Augmentez la visibilité de votre blog juridique : vos commentaires d’arrêts peuvent très simplement apparaitre sur toutes les décisions concernées. 

Sur la décision

Référence :
TA Nice, 1re ch., 29 déc. 2022, n° 2105395
Juridiction : Tribunal administratif de Nice
Numéro : 2105395
Importance : Inédit au recueil Lebon
Type de recours : Excès de pouvoir
Dispositif : Satisfaction totale
Date de dernière mise à jour : 8 septembre 2023

Sur les parties

Texte intégral

Vu la procédure suivante :

Par une requête et un mémoire, enregistrés le 12 octobre 2021 et le 22 novembre 2022, M. A B, représenté par Me Hanan Hmad, demande au tribunal :

1°) d’annuler la décision du 17 août 2021 par laquelle le préfet des Alpes-Maritimes a refusé de renouveler son certificat de résidence d’une durée de dix ans ;

2°) d’enjoindre au préfet des Alpes-Maritimes de lui délivrer un certificat de résidence ou, subsidiairement, d’enjoindre au préfet de procéder au réexamen de sa situation et de lui délivrer, dans l’attente, une autorisation provisoire de séjour ;

3°) de mettre à la charge de l’Etat une somme de 2 000 euros sur le fondement des dispositions de l’article L. 761-1 du code de justice administrative.

Il soutient que :

— la décision contestée est entachée d’un défaut de motivation ;

— elle est entachée d’une erreur de fait ;

— elle est entachée d’un défaut d’examen sérieux de sa situation personnelle ;

— elle est entachée d’une erreur de droit, dès lors que les dispositions de l’article L. 432-12 du code de l’entrée et du séjour des étrangers et du droit d’asile ne lui sont pas applicables ; sa situation relève de l’article 7 bis de l’accord franco-algérien ;

— elle méconnaît les dispositions des circulaires du ministre de l’intérieur et des outre-mer NOR/INT/D/05/00094/C du 27 octobre 2005 et NOR/INT/V/16/31686/J du 2 novembre 2016 ;

— elle est entachée d’une erreur manifeste d’appréciation.

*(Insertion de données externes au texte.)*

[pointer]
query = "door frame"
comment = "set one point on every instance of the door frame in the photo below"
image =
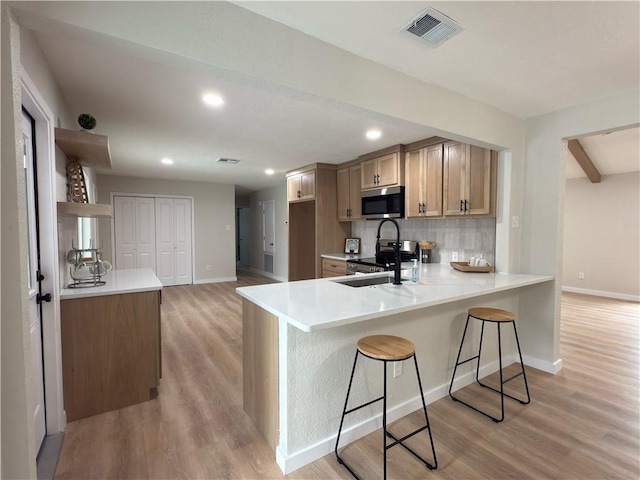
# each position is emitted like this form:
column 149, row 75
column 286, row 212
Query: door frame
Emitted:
column 35, row 104
column 155, row 195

La procédure a été communiquée au préfet des Alpes-Maritimes, qui n’a pas produit de mémoire en défense.

Vu les autres pièces du dossier.

Vu :

— l’accord franco-algérien du 27 décembre 1968 ;

— le code de l’entrée et du séjour des étrangers et du droit d’asile ;

— le code de justice administrative.

La présidente de la formation de jugement a dispensé le rapporteur public, sur sa proposition, de prononcer des conclusions à l’audience.

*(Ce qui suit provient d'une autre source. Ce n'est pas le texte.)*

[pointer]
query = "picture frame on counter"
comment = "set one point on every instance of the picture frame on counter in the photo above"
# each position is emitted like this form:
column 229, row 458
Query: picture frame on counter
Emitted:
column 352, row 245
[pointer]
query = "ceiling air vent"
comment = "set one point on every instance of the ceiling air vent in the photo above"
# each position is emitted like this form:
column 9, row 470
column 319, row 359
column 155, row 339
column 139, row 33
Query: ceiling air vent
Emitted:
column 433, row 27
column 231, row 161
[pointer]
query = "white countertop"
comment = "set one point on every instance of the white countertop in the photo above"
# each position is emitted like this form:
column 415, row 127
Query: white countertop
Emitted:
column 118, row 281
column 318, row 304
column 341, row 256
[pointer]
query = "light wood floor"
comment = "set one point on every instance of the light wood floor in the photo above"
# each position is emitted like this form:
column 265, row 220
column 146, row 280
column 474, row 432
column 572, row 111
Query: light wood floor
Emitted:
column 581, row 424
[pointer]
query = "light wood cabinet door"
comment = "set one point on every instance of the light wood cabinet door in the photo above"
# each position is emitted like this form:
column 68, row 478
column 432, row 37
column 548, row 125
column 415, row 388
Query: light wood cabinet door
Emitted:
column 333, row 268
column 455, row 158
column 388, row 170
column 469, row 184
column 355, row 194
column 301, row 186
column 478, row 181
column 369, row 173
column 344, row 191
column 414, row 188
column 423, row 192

Les parties ont été régulièrement averties du jour de l’audience.

Ont été entendus au cours de l’audience publique :

— le rapport de Mme Kolf, rapporteure,

— et les observations de Me Hanan Hmad, représentant M. B.

Considérant ce qui suit :

1. M. A B, ressortissant algérien né le 31 août 1982, a sollicité le renouvellement de son certificat de résidence arrivé à expiration le 15 février 2020. Par une décision en date du 17 août 2021, le préfet des Alpes-Maritimes a rejeté cette demande et a informé le requérant qu’il entrait dans l’une des hypothèses de délivrance de plein droit d’une carte de séjour temporaire portant la mention « vie privée et familiale ». Par la présente requête, M. B demande au tribunal d’annuler cette décision.

Sur les conclusions à fin d’annulation :

2. D’une part, il ressort des pièces du dossier que le préfet des Alpes-Maritimes a rejeté la demande de renouvellement du certificat de résidence valable dix ans présentée par M. B sur le fondement des dispositions de l’article L. 432-12 du code de l’entrée et du séjour des étrangers et du droit d’asile, au motif qu’il avait fait l’objet de condamnations pénales définitives.

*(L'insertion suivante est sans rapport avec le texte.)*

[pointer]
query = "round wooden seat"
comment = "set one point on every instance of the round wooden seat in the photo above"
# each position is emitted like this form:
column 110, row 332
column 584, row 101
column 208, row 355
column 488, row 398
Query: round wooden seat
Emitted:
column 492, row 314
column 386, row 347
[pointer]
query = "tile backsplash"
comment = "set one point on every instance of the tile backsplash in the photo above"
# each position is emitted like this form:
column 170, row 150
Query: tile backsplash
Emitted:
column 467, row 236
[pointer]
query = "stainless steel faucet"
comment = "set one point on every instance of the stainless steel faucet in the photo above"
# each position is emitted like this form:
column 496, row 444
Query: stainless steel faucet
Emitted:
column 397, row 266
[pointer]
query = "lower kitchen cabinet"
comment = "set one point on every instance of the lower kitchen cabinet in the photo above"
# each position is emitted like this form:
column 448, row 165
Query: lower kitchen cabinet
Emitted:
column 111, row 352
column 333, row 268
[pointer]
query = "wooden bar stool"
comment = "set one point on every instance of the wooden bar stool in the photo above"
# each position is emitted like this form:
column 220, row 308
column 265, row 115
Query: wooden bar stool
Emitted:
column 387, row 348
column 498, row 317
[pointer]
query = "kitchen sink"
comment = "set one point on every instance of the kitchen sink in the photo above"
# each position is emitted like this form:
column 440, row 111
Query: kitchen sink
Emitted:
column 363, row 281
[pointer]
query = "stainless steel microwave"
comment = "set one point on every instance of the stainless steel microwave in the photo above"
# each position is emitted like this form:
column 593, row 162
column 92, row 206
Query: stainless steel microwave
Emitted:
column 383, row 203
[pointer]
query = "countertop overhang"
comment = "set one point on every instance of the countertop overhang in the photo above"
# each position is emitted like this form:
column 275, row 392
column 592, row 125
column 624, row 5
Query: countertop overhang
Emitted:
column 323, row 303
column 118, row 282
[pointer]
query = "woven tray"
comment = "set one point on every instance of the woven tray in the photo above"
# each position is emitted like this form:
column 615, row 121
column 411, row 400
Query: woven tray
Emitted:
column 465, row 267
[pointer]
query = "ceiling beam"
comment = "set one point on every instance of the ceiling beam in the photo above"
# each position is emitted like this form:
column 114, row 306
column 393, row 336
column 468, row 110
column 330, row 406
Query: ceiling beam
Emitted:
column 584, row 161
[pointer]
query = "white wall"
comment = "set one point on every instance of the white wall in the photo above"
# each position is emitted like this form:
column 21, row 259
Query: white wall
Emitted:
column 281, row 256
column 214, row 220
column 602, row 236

3. Cependant, l’accord franco-algérien du 27 décembre 1968 régit d’une manière complète les conditions dans lesquelles les ressortissants algériens peuvent être admis à séjourner en France, ainsi que les règles concernant la nature des titres de séjour qui peuvent leur être délivrés et leur durée de validité. Il suit de là que les dispositions du code de l’entrée et du séjour des étrangers et du droit d’asile qui sont relatives aux différents titres de séjour qui peuvent être délivrés aux étrangers en général et aux conditions de leur délivrance ne sont pas applicables aux ressortissants algériens, lesquels relèvent à cet égard des règles fixées par l’accord précité. Dans ces conditions, le préfet des Alpes-Maritimes ne pouvait légalement se fonder, pour examiner la demande de M. B, les dispositions de l’article L. 432-12 du code de l’entrée et du séjour des étrangers et du droit d’asile. La décision contestée est donc entachée d’une méconnaissance du champ d’application de l’accord franco-algérien du 27 décembre 1968.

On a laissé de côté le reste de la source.